The Driver’s Privacy Protection Act (DPPA) may not draw as much regular attention as statutes like the VPPA, CCPA, or TCPA, but it remains a source of privacy litigation risk where motor vehicle record information is involved. The DPPA is a federal law that limits how personal information from state motor vehicle records may be obtained, disclosed, or used, and it allows individuals to sue over alleged misuse of that information.
In Cicale v. Professional Parking Management Corporation, No. 24-61146-CIV-SINGHAL (S.D. Fla. May 1, 2026), the plaintiff alleged in 2024 that a parking management company used license plate reader technology in private lots, matched plate numbers to Department of Motor Vehicles (DMV) records and then mailed parking charge notices to vehicle owners without first obtaining written consent. He claimed the notices were designed to resemble official citations, demanded $90 plus a $4.99 surcharge, and warned that nonpayment could lead to collections, booting, or towing. The complaint sought to represent a nationwide DPPA class and also asserted Florida consumer protection claims.
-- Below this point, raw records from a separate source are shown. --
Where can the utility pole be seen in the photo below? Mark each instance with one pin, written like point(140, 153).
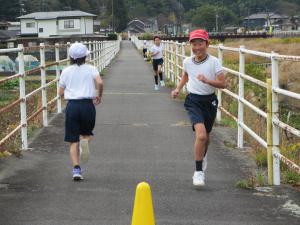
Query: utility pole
point(22, 7)
point(217, 26)
point(112, 15)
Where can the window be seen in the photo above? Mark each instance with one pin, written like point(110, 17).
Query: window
point(30, 25)
point(69, 24)
point(32, 44)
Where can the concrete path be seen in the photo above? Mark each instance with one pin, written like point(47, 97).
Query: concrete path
point(140, 135)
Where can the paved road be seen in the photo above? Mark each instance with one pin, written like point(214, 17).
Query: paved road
point(140, 135)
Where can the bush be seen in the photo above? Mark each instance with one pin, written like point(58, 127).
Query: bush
point(112, 37)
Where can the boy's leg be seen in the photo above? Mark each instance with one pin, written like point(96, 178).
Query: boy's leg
point(201, 141)
point(159, 71)
point(74, 153)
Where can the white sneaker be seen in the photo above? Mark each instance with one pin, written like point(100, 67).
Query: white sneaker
point(198, 179)
point(84, 150)
point(204, 163)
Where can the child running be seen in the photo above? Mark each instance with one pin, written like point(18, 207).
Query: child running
point(77, 84)
point(203, 73)
point(145, 49)
point(157, 57)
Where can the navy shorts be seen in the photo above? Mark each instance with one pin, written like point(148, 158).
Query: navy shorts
point(80, 119)
point(202, 109)
point(157, 62)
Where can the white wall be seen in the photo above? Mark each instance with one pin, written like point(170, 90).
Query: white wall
point(89, 25)
point(49, 28)
point(83, 25)
point(28, 30)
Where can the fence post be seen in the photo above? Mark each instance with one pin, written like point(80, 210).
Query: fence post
point(68, 52)
point(43, 83)
point(275, 128)
point(177, 62)
point(23, 111)
point(269, 131)
point(58, 101)
point(183, 58)
point(166, 64)
point(219, 92)
point(94, 53)
point(241, 96)
point(173, 62)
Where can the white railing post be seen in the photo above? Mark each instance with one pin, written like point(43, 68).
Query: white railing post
point(97, 55)
point(219, 92)
point(183, 58)
point(43, 83)
point(101, 55)
point(240, 143)
point(167, 63)
point(94, 53)
point(173, 64)
point(176, 63)
point(58, 101)
point(90, 49)
point(23, 110)
point(275, 128)
point(68, 52)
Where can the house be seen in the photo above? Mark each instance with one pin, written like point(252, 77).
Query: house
point(135, 26)
point(8, 38)
point(261, 21)
point(16, 26)
point(143, 25)
point(151, 25)
point(59, 23)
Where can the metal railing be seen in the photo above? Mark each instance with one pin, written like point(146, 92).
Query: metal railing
point(101, 54)
point(174, 54)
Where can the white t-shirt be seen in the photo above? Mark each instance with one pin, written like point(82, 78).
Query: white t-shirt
point(210, 68)
point(79, 81)
point(145, 45)
point(158, 49)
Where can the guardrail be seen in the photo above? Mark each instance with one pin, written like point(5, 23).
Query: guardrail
point(101, 54)
point(174, 54)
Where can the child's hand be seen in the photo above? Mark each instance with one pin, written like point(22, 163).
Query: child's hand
point(97, 100)
point(202, 78)
point(175, 93)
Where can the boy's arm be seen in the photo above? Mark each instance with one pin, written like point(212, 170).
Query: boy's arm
point(182, 82)
point(61, 91)
point(219, 82)
point(99, 87)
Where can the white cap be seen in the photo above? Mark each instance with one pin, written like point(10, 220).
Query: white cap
point(78, 50)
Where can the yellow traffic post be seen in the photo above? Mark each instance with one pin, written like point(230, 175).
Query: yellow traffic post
point(269, 132)
point(143, 213)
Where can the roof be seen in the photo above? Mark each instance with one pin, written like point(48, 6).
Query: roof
point(271, 15)
point(55, 15)
point(7, 34)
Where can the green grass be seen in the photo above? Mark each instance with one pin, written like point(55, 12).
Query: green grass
point(261, 158)
point(291, 177)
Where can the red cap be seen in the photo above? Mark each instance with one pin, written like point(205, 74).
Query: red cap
point(199, 34)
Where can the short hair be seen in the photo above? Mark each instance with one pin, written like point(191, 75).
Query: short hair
point(156, 37)
point(79, 61)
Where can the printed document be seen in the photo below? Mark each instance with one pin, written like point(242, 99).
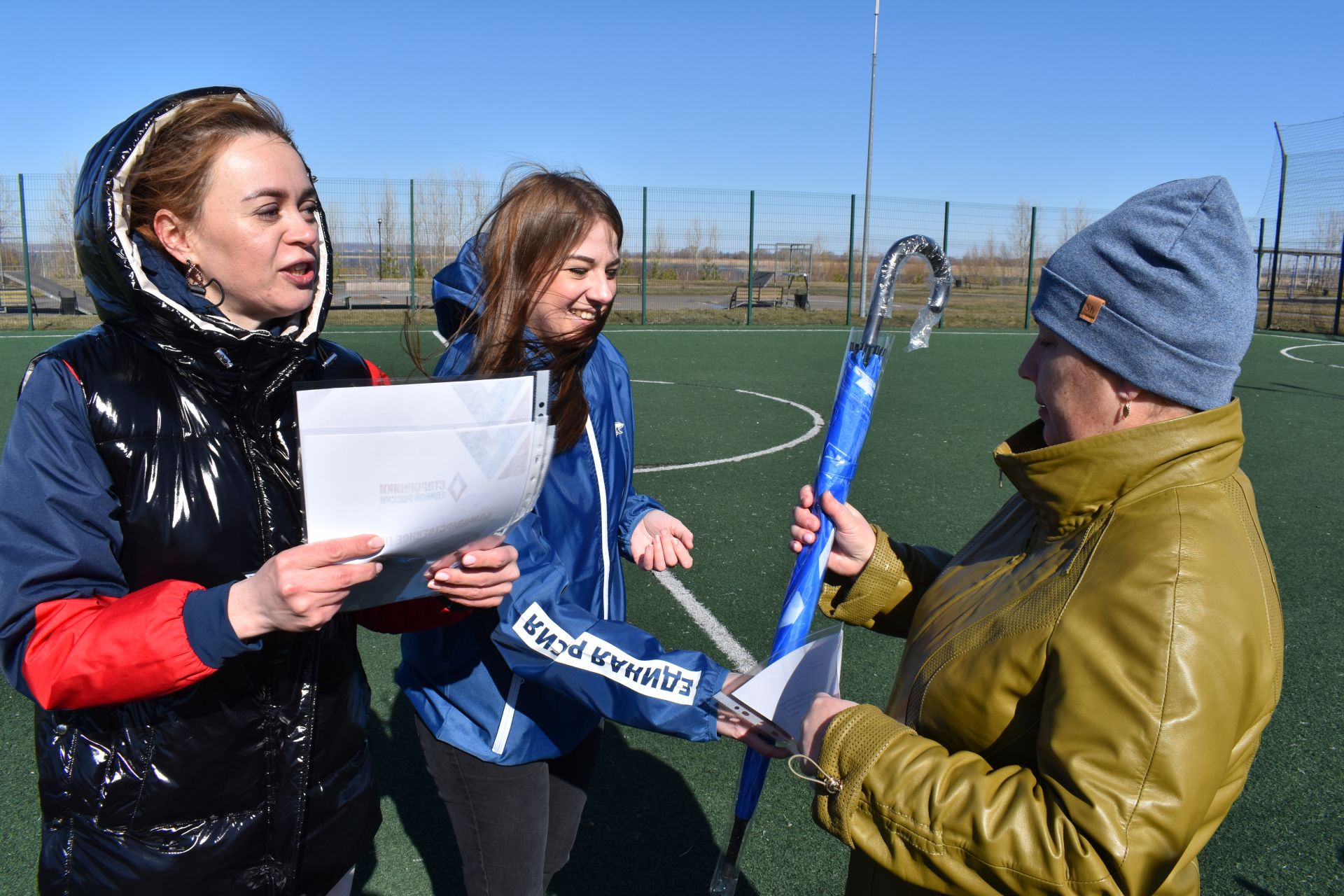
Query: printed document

In an order entered on May 1, 2026, the District Court in the Southern District of Florida did not decide whether the company’s alleged access to DMV records violated the DPPA. Instead, the court held that the plaintiff had not alleged the kind of concrete injury needed to proceed in federal court. The order found that broad assertions of distress, annoyance, and privacy harm were too conclusory, and it rejected the plaintiff’s attempt to compare access to DMV records with a traditional invasion-of-privacy claim under Florida law. The court also rejected the claimed financial injury, reasoning that the plaintiff parked, left without paying, and then paid a bill he owed. The court dismissed the complaint and closed the case.
The decision underscores that, in DPPA litigation, a plaintiff must show real harm, not just alleged misuse of motor vehicle data. For businesses that use vehicle or location-related data in billing, enforcement, or operations, that means the fight may center as much on injury as on the underlying data practice. For now, this claim is parked.